Vale recordar que un segmento importante del hampa en El Salvador, las famosas maras, nació justamente a partir del movimiento trasnacional entre Estados Unidos y El Salvador: los jóvenes que llegaron a Estados Unidos en el contexto de la guerra civil fueron enviados a secundarias y preparatorias de zonas urbanas muy pobres, donde sufrían ataques de las pandillas prexistentes, por lo que formaron las suyas propias, especialmente violentas por lo mucho que tenían que defenderse. El pandillerismo de las maras llevó a que sus jóvenes integrantes se hicieran luego blanco de las políticas de deportación, y muchos fueron repatriados. Al llegar a El Salvador no había trabajo para ellos ni programas robustos de reinserción social, por lo que los jóvenes se incrustaron como un elemento persistente del crimen organizado, donde han funcionado también de carne de cañón de los grandes cárteles mexicanos y colombianos. Los deportados que ahora regresen de Estados Unidos no son jóvenes, ni sería lógico que se incorporaran a las maras, pero muy posiblemente se conviertan en blancos para las extorsiones de grupos como esos.
A todo este desastre, hay que agregar el sabor amargo que deja la franca ingratitud del Estado ante la labor constante, legal, y honesta de esos 200 mil migrantes, que han entregado décadas de labor productiva, muy frecuentemente en trabajos duros y mal pagados: sólo 8 por ciento de los migrantes salvadoreños a Estados Unidos tiene título universitario, y apenas la mitad cubrió el equivalente a la preparatoria.
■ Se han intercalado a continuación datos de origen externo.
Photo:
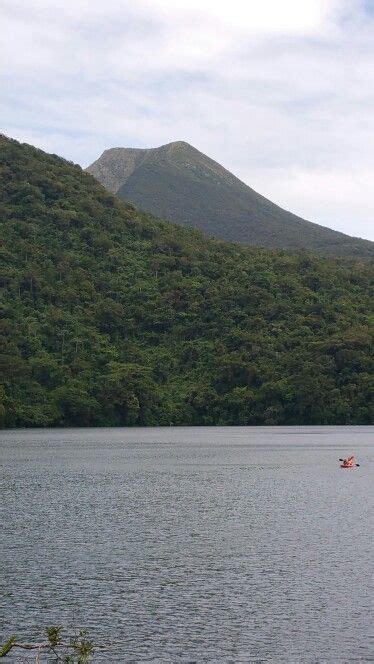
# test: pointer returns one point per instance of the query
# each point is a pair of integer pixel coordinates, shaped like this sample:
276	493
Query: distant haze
280	93
179	183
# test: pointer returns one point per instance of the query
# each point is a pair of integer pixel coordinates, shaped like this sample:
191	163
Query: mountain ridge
111	317
176	181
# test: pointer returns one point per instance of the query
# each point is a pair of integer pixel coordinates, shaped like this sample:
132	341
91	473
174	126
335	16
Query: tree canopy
112	317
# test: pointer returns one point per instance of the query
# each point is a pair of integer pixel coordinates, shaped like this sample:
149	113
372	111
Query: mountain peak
179	183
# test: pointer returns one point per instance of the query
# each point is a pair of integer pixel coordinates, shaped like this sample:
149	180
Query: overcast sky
281	92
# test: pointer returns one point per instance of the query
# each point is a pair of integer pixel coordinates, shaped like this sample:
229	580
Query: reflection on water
190	544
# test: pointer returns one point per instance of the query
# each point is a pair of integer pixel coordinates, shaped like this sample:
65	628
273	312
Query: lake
204	544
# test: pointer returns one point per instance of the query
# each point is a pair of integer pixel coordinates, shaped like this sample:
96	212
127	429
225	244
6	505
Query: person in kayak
349	462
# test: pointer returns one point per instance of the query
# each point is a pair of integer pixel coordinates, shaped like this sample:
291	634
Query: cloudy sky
281	92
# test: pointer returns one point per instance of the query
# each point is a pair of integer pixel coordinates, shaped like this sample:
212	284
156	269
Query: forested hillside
111	317
179	183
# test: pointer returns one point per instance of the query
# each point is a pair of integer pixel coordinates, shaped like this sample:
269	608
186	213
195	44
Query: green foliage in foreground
111	317
76	650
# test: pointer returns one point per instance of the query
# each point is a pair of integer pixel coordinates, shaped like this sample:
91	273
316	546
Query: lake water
223	544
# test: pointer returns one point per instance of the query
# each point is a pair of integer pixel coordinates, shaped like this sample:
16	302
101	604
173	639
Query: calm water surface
191	544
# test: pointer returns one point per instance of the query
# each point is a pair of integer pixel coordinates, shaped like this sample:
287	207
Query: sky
280	92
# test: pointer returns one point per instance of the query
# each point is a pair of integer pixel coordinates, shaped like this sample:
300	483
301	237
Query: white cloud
280	92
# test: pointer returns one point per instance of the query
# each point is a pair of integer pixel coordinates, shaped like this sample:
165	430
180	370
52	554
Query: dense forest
181	184
112	317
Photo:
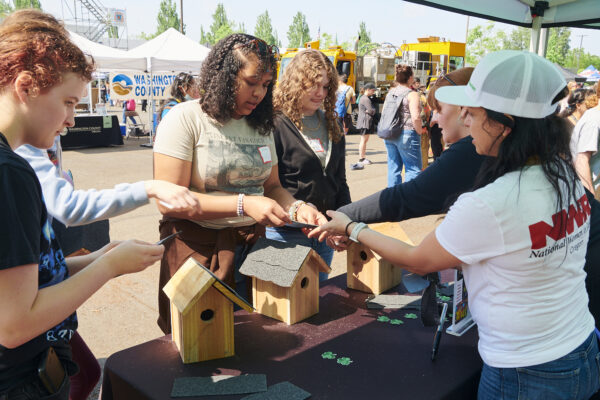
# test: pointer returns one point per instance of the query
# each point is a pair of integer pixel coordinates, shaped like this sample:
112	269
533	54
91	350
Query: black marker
438	332
171	236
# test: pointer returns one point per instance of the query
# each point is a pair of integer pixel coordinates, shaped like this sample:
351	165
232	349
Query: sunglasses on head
263	48
444	76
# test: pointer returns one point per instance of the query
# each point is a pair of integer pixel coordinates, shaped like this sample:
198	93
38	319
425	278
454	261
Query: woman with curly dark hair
310	146
222	148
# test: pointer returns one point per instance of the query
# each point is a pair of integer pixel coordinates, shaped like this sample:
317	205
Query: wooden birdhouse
367	271
285	279
201	313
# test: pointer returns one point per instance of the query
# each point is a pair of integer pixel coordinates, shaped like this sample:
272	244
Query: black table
90	131
388	361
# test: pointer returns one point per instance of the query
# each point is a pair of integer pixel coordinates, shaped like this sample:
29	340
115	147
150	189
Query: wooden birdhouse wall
292	304
304	294
368	273
205	332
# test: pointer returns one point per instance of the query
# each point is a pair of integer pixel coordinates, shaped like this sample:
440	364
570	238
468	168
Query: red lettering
562	224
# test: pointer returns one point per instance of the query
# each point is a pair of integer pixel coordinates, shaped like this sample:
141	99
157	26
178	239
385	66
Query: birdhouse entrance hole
304	283
207	315
363	255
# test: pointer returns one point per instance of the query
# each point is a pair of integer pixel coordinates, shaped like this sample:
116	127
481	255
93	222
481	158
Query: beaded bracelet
293	211
240	205
346	228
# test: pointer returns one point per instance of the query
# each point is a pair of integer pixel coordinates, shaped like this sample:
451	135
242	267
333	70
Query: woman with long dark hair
520	235
222	148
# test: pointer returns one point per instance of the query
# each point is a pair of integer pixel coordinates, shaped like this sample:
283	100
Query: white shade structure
108	58
172	51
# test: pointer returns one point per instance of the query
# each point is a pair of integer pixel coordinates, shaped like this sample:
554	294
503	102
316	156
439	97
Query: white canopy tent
172	51
532	14
108	58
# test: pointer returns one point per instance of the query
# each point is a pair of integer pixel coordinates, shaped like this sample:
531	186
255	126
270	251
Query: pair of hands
333	231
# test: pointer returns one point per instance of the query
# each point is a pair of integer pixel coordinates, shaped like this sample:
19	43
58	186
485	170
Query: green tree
19	4
264	29
585	59
558	45
481	41
167	18
298	32
364	39
518	39
220	28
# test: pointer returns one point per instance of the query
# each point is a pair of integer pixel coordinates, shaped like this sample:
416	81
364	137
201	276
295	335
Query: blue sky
387	20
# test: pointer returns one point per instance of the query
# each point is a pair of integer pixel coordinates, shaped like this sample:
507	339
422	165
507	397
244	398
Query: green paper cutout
344	361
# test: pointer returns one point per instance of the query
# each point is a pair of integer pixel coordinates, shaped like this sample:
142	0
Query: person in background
405	150
183	88
222	148
575	107
309	143
344	100
584	147
365	124
519	275
44	75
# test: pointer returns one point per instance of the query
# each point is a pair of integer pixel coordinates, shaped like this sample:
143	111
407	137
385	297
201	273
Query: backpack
340	103
392	118
130	105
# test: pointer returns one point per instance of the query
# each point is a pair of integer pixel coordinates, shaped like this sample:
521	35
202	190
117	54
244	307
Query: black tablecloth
388	361
89	131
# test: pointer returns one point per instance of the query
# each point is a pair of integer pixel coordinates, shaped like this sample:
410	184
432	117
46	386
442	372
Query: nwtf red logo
563	224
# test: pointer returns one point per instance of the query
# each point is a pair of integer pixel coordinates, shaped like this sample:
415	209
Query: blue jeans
404	150
574	376
292	235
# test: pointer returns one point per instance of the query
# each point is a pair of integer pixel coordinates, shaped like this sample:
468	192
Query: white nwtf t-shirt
524	276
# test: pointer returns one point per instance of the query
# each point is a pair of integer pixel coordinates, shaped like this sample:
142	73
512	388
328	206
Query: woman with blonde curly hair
309	144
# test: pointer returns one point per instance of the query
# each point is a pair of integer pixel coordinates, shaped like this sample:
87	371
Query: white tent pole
543	46
536	27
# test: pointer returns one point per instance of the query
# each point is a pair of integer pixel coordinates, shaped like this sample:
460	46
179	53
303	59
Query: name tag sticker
316	145
265	154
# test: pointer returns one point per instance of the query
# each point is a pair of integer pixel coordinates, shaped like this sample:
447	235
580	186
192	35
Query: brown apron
213	248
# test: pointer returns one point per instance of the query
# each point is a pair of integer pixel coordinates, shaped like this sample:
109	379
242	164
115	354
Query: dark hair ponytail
535	141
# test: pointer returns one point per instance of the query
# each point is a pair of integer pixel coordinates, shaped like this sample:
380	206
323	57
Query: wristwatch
357	228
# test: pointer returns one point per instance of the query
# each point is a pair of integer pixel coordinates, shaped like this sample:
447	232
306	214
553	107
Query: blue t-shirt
26	237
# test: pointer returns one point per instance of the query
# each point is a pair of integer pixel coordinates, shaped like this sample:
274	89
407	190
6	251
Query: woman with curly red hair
43	76
222	148
310	146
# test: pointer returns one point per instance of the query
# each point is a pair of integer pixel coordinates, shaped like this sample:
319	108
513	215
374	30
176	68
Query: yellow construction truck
431	56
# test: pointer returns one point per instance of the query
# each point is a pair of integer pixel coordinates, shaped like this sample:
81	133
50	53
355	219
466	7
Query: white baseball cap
518	83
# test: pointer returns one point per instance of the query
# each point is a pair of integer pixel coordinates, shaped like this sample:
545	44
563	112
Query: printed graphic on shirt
53	270
563	226
235	167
Y es a esta gente trabajadora a la que van a echar del país, como quien avienta basura.
Hay, afortunadamente, una fuerte reacción en Estados Unidos contra el decreto de expatriación de Donald Trump. Incluso políticos republicanos, como Jeb Bush, han escrito y firmado contra la medida. Veremos si se les deporta o no. Mientras, el caso salvadoreño deja entrever otra tarea para el México actual. Importaría ordenar un poco nuestros asuntos, para poder comenzar a invertir seriamente en los países de América Central, que requieren de verdad de nuestro apoyo.